Tiger Woods: nunca digas nunca jamás
El golf es tan caprichoso que un buen golpe puede convertirse en una tumba de agua, maleza o arena, y el tirano de Cypress parece más falto de amuletos que de juego en su regreso a la élite
El golf es un deporte tan particular que uno de los duelos más famosos de su historia ni siquiera aparece en las hemerotecas oficiales. Brotó de la imaginación del escritor Ian Fleming y se disputaba en el emblemático Royal St. George’s Golf Club, uno de los nueve campos que componen la actual rotación del Open Británico. Allí derrotaba James Bond al perverso joyero Auric Goldfinger, aunque la recreación cinematográfica se filmaría en el londinense Stoke Park Club. Sean Connery, tan duro y escocés como Carnoustie, necesitó varias semanas de clases para ajustar su swing al del jugador competente que exigía el papel, y desde entonces se volvió en un enamorado de este deporte. "Se apoderó de mí", escribiría en una biografía publicada en 2008. "El golf es una metáfora de la vida: juegas solo, compitiendo contra ti mismo y tratando de hacerlo cada vez mejor. Si haces trampa, pierdes, pues te estarás engañando a ti mismo".
Algo especial debe tener un juego que atrapa de modo hipnótico a quienes se acercan a él, ya sea como practicantes o meros espectadores. Son legión los grandes nombres de otras disciplinas deportivas que han encontrado en él al amante perfecto, una segunda pasión con la que compartir el eje principal de sus vidas, de ahí que cada cierto tiempo nos encontramos con imágenes de Rafa Nadal, Wayne Gretzky, Michael Jordan o Michael Phelps tratando de imitar a sus grandes ídolos sobre el campo. Todos ellos, a quienes se dio por muertos deportivamente en algún momento temprano de sus carreras, disfrutarían más que nadie ante una hipotética victoria de Tiger Woods en el links escocés.
Enterrar a los grandes mitos antes de tiempo se ha convertido en una especie de deporte nacional, especialmente en aquellos países donde la inmediatez y el análisis folclórico se imponen a la sensatez y al debate sosegado. Lo hemos vivido de cerca en casos tan llamativos como los de Iker Casillas o Andrés Iniesta, convertidos en sospechosos habituales a las primeras de cambio, o en el mismísimo Roger Federer. Para entregarle el trofeo que lo acreditaba como vencedor del Open de Australia, en enero del año pasado, fue necesario exhumarlo varias veces. Fueron tantas las esquelas que anunciaron su funeral que algunos solicitamos meter nuestra mano en sus llagas, como Santo Tomás, a modo de ojo de halcón. Y algo parecido podría suceder con Tiger este fin de semana, a poco que la fortuna vuelva a ponerse de su lado.

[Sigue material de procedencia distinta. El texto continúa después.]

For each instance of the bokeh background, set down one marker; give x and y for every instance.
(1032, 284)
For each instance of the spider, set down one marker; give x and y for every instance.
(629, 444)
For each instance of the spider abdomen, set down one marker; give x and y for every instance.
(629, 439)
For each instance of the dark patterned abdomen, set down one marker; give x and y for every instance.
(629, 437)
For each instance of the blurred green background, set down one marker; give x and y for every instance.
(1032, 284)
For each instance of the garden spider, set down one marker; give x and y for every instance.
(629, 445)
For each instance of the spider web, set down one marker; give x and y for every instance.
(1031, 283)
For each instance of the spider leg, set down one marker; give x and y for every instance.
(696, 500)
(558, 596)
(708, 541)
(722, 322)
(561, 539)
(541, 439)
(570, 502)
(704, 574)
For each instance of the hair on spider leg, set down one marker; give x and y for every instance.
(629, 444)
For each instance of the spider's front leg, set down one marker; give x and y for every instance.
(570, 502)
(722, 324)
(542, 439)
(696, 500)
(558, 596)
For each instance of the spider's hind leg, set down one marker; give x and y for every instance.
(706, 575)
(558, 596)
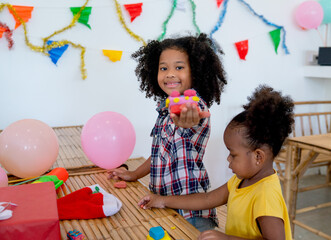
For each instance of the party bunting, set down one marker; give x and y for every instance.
(56, 53)
(219, 2)
(134, 10)
(120, 16)
(165, 23)
(275, 36)
(84, 16)
(24, 12)
(4, 29)
(242, 48)
(113, 55)
(181, 5)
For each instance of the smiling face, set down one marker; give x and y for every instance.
(174, 71)
(241, 159)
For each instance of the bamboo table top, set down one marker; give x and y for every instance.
(131, 222)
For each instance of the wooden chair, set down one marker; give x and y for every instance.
(311, 118)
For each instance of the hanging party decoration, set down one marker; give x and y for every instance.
(309, 15)
(326, 5)
(4, 29)
(242, 48)
(24, 12)
(120, 17)
(181, 5)
(219, 2)
(275, 36)
(113, 55)
(84, 16)
(47, 47)
(56, 53)
(134, 10)
(268, 23)
(220, 19)
(193, 16)
(165, 23)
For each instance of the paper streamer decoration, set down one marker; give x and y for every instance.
(275, 36)
(113, 55)
(24, 12)
(242, 48)
(220, 19)
(120, 17)
(181, 5)
(134, 10)
(219, 2)
(56, 53)
(269, 23)
(165, 23)
(193, 16)
(84, 16)
(4, 29)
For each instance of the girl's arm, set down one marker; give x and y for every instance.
(272, 228)
(197, 201)
(141, 171)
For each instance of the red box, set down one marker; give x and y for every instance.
(35, 217)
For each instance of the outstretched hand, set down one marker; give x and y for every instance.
(150, 201)
(121, 174)
(189, 116)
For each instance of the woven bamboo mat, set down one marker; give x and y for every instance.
(130, 222)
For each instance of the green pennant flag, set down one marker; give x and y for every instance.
(275, 36)
(84, 16)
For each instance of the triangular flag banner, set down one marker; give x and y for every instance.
(219, 2)
(242, 48)
(134, 10)
(84, 15)
(2, 30)
(181, 5)
(113, 55)
(275, 36)
(56, 53)
(23, 12)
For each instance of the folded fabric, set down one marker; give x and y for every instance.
(88, 203)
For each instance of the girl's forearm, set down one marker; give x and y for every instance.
(143, 169)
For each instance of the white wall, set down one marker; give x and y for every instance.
(33, 87)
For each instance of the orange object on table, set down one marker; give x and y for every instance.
(35, 216)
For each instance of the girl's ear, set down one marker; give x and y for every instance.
(260, 156)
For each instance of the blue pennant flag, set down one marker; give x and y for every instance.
(56, 53)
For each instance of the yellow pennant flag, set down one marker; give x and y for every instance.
(113, 55)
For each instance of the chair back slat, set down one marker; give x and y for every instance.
(314, 118)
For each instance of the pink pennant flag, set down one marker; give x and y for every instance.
(219, 2)
(242, 48)
(134, 10)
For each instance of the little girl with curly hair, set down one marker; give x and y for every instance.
(255, 205)
(179, 141)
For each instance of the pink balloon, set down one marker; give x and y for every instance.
(309, 15)
(28, 148)
(3, 178)
(108, 139)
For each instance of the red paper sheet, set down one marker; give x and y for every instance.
(35, 217)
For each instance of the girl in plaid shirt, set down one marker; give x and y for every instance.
(179, 142)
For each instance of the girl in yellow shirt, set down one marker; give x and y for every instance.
(256, 208)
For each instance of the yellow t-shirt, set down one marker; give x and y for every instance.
(245, 205)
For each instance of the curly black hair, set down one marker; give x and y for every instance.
(268, 119)
(208, 75)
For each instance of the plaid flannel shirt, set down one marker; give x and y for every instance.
(176, 159)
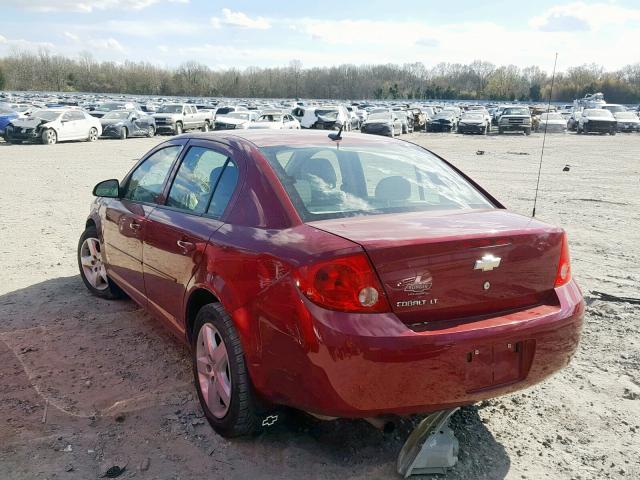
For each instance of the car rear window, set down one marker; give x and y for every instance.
(325, 182)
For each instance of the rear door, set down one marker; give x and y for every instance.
(125, 219)
(178, 231)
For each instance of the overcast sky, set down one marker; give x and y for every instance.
(271, 33)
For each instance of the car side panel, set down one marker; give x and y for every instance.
(173, 250)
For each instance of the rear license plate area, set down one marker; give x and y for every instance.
(495, 364)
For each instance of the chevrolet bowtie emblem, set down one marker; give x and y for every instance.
(487, 263)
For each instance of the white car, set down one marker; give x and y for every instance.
(597, 120)
(235, 120)
(54, 125)
(627, 121)
(275, 121)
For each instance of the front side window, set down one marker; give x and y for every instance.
(326, 182)
(145, 183)
(75, 116)
(197, 177)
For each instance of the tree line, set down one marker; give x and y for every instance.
(479, 80)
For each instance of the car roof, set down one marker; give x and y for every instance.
(294, 138)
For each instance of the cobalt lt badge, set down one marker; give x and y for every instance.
(487, 263)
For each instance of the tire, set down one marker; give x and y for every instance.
(240, 417)
(104, 288)
(93, 134)
(49, 136)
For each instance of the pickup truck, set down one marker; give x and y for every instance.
(177, 118)
(515, 119)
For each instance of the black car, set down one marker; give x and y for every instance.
(128, 123)
(382, 123)
(444, 121)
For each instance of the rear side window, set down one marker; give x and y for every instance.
(146, 182)
(197, 177)
(325, 183)
(224, 189)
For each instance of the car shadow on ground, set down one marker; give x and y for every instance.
(93, 362)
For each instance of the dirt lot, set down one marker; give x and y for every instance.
(114, 387)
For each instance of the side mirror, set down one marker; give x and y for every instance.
(107, 188)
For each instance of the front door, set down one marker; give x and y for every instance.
(125, 219)
(178, 232)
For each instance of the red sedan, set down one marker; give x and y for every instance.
(357, 277)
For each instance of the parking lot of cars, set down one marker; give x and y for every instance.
(52, 118)
(112, 386)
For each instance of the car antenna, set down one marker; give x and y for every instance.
(337, 136)
(544, 136)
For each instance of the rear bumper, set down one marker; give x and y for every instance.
(166, 128)
(599, 127)
(352, 365)
(471, 128)
(514, 127)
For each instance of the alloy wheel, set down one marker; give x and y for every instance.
(92, 265)
(214, 376)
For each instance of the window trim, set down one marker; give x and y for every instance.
(216, 147)
(161, 196)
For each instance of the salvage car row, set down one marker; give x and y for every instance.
(64, 120)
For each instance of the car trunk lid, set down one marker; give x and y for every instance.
(445, 265)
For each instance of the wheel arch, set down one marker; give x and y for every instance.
(197, 299)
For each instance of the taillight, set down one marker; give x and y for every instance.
(347, 284)
(564, 265)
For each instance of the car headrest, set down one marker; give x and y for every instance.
(393, 189)
(321, 168)
(213, 177)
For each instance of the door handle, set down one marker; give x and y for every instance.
(185, 246)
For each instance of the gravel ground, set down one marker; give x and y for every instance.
(89, 384)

El golf es tan caprichoso que un buen golpe puede convertirse en una tumba de agua, maleza o arena, y el tirano de Cypress parece más falto de amuletos que de juego en su regreso a la élite. "La gente no entiende que, cuando era niño, nunca fui el más talentoso. Nunca fui el más rápido. Desde luego, nunca fui el más fuerte. Lo único que tenía era mi ética de trabajo, y eso ha sido lo que me ha llevado hasta aquí". Juega solo, compite contra sí mismo y nunca se hace trampas al solitario. Con él sobre el campo, convendría reservar el luto y tener muy presente otro de los grandes clásicos del Agente 007: nunca digas nunca jamás.